With the economy in a bind and a growing public anger over his administration’s management of the economy, President Goodluck Jonathan has taken a rare decision to spend less on food and consumables at the presidential villa in 2014.
As the budget comes under an increasingly intense media scrutiny, President Jonathan has given up nearly half of the presidency’s giant feeding bill of N1 billion, a proposal, two years ago, that shocked Nigerians and stirred public anger.
The feeding cost has been lowered by N494 million or 45.5 percent in the 2014 budget proposal sent to the National Assembly by the president.
The 2014 request, if approved by lawmakers, will be the lowest amount of naira spent by the State House on feeding and allied costs in two years.
In the 2012 budget presented in late 2011 by the president, his office and residence as well as those of Vice President Namadi Sambo were allocated an obscene N993 million for refreshments, catering services and purchase of kitchen equipment.

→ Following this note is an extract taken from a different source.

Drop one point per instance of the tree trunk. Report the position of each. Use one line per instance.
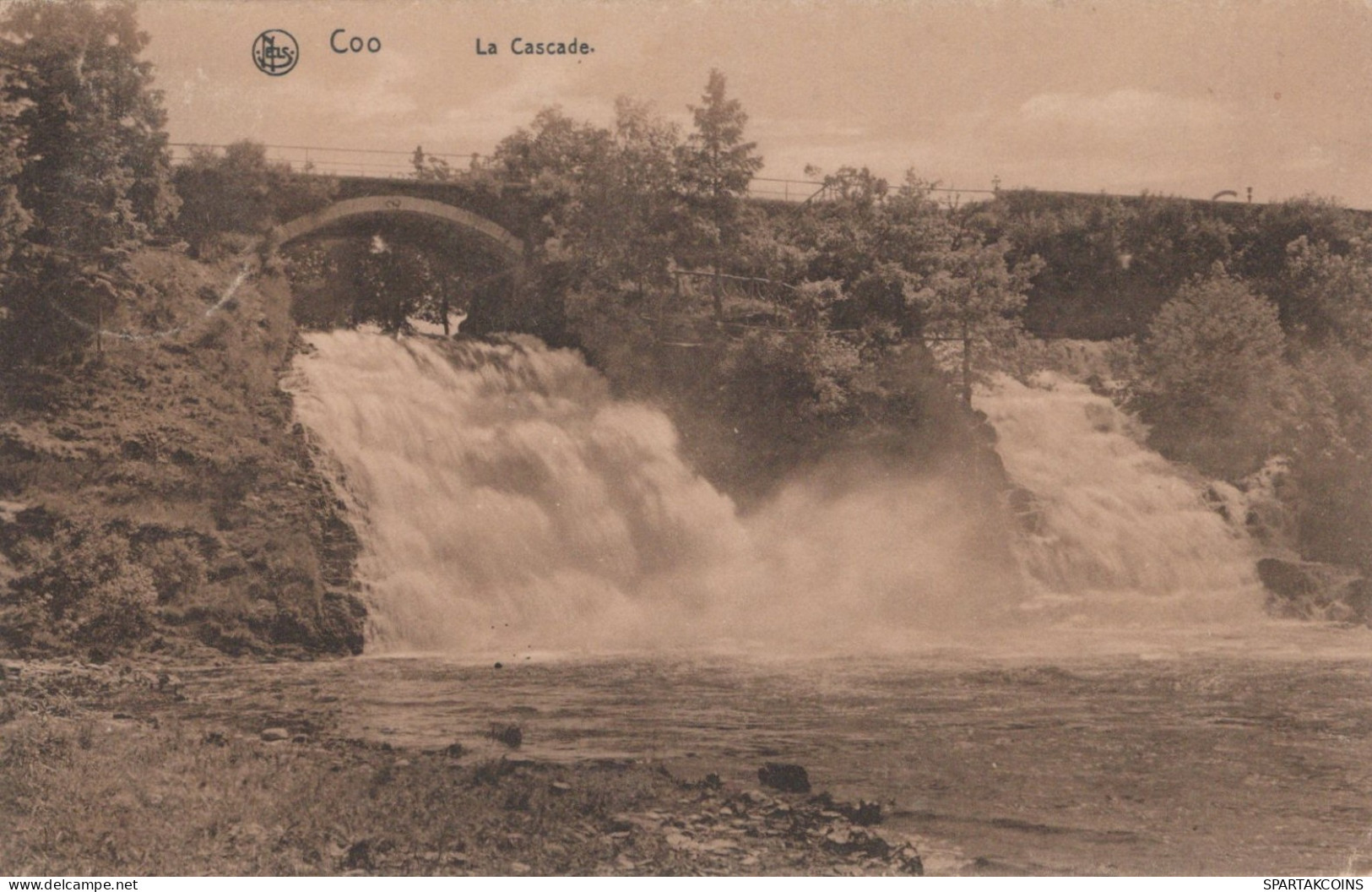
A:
(966, 362)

That year, approximately N477million was assigned for foodstuffs and “catering materials supplies” for the president’s office, while an additional N293 million was to provide “refreshment and meals” for the president’s comfort at his home and office.
An extra N45.4 million was earmarked to buy canteen and kitchen equipment for the president’s household, although similar purchases were made the previous year.

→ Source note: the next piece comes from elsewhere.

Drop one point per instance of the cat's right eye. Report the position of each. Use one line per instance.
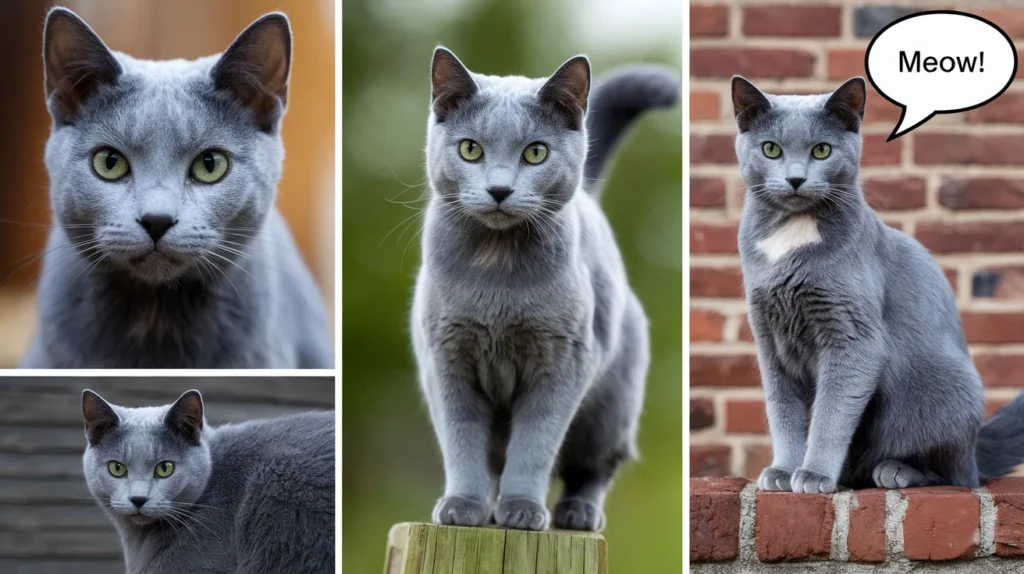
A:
(117, 469)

For the vice president’s office in 2012, foodstuff, catering and materials supplies were scheduled to cost N104 million, while cooking gas and cooking fuel was to consume N6.2 million.
Refreshments and meals at Mr. Sambo’s office and home were estimated at N20.8million, and another N45.4 million was allocated for purchase of kitchen and household equipment at the state house headquarters.

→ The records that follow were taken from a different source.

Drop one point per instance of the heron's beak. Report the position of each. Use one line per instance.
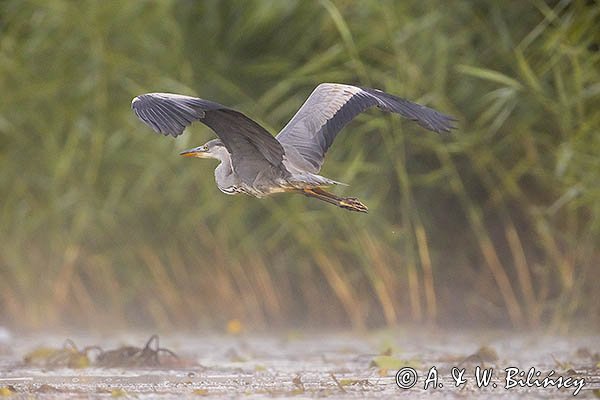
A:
(195, 152)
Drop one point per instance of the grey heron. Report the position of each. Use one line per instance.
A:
(254, 162)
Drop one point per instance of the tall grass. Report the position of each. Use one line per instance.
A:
(498, 223)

The funds allocated to feed Aso Rock in 2012 were sufficient to pay about 1,200 of the nation’s growing unemployed graduates a monthly salary of N70, 000 for a year.
That revelation at the time, published by PREMIUM TIMES, aggravated public anger and revved up resistance to government’s plan, within the same period, to remove petrol subsidy, and jack up the pump price of petrol.
A terribly embarrassed presidency quickly scrambled a review of the budget, cutting down the proposed feeding bill by N147 million.
But in the two years that have followed, the government has significantly lowered the feeding bill for the first and second families and their offices, raising the question how the huge 2012 bill may have been utilized, since the same purpose is now being served at a cheaper rate.
In 2013, the presidency’s feeding was put at N717.3 million. For 2014, the figure has been scaled downward to N542.8 million, the new budget shows.
In 2014, for the president’s office and residence, food stuff and catering materials supplies will cost N200.8 million, while refreshment and meals will gulp N162.6 million.
Cooking gas and fuel will be purchased at N 9.4 million while a new set of canteen and kitchen equipment-the same purchase that has consistently occurred for years-will cost the nation N131.8 million.
For the Vice president’s office, food stuff and catering materials supplies will cost N23.9 million, refreshment and meals N10.8 million, while cooking gas and fuel cost would be N3.6 million.
The figures are subject to National Assembly’s approval.
Federal revenues have dwindled during the past year with the government so terribly cash-strapped that it is unable to pay university teachers and execute key developmental projects.
“It’s all gimmicks”
Analysts however believe the presidential belt-tightening, by a regime known more for wasting billions on servicing the exotic tastes of administration officials and outright stealing of scarce public funds, is not an enough indication that the government is committed to fiscal responsibility.
“The reduction in the feeding cost was done specifically to hoodwink the public due to last year’s public outcry,” Olanrewaju Suraju, chairman of the Civil Society Network Against Corruption, CSNAC, told PREMIUM TIMES Tuesday morning. “There are lots of other outlandish spendings proposed in the budget and I’m sure that what he reduced in the feeding cost, he has smuggled it into the budget elsewhere.”
Yomi Ogunsanya, an Abuja-based lawyer spoke along the same line.
“It’s a good development that he (President Jonathan) has reduced his feeding bill but that is not enough,” Mr. Ogunsanya said. “If he wants to be taken seriously, he should cut down on the size of his delegations to foreign trips, and reduce outrageous allowances for his aides and other officials.
“He should learn from Malawi President Joyce Banda, who is selling her country’s presidential aircraft to feed the poor. It is unacceptable that he (Jonathan) is planning to buy a new aircraft at a time more than half of our people are hungry.
“It is even irritating that he plans to spend several millions to feed the animals in his zoo when more than half of Nigerians don’t have food to eat.
“Then he should tackle corruption headlong. He should stop sitting on reports indicting his key ministers for corruption. That’s only when we can begin to take him seriously.”